The two factors that determine the capacitive reactance of a capacitor are the frequency of the alternating current passing through the capacitor and the capacitance value of the capacitor. Capacitive reactance (Xc) is inversely proportional to the frequency (f) and directly proportional to the capacitance (C), as calculated using the formula Xc = 1 / (2πfC).
What is the effect of capacitance in high frequency circuits and how it is getting added?
First, capacitance is the resistance of something to a change in voltage. And capacitance exists anywhere there is a conductor that is insulated from another conductor.
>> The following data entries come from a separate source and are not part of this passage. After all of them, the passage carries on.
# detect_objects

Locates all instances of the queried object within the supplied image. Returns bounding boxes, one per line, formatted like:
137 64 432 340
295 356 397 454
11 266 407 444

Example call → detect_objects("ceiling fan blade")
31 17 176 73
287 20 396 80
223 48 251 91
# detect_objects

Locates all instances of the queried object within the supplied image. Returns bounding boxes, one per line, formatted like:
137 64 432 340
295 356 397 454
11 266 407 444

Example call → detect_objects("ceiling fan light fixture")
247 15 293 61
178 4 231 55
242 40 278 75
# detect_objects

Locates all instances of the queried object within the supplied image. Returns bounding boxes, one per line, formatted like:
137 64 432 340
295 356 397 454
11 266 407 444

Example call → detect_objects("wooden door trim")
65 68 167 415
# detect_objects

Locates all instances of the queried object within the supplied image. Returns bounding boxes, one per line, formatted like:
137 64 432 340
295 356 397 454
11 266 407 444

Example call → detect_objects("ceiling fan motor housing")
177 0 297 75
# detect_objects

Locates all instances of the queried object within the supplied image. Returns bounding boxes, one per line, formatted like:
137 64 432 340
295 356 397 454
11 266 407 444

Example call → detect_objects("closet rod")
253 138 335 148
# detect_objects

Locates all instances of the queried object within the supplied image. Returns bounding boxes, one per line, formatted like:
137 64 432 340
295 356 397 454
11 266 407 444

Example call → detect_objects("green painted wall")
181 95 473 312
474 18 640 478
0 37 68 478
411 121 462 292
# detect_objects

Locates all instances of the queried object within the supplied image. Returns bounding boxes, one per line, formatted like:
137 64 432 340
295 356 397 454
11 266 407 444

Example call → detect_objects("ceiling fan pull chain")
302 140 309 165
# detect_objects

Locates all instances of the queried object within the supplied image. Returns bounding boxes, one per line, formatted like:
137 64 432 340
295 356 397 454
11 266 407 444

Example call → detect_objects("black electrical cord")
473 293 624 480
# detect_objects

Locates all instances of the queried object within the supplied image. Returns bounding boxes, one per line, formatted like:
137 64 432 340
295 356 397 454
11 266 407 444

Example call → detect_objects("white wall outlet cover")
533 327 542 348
With that definition, anything has capacitance. And that's correct. It is also the key to understanding the capacitance in high frequency (radio frequency or RF) circuits. The fact that a circuit had conductive pathways and component leads and such means that there is a lot of little bits of capacitance distributed around the circuit. The capacitance is already there; it isn't "added" later as might be inferred. Normally, this bit of capacitance isn't a problem. But at higher and higher frequencies, it is. Remember that the higher the frequency of an AC signal, the better it goes through a given cap. So at higher and higher frequencies, the distributed capacitance in the circuit "shorts the signal to ground" and takes it out of the circuit. The RF is said to be coupled out of the circuit through the distributed capacitance in that circuit. The higher the frequency a given circuit is asked to deal with, the more signal will be lost to this effect. It's just that simple. Design considerations and proper component selection minimize the distributed capacitance in a circuit.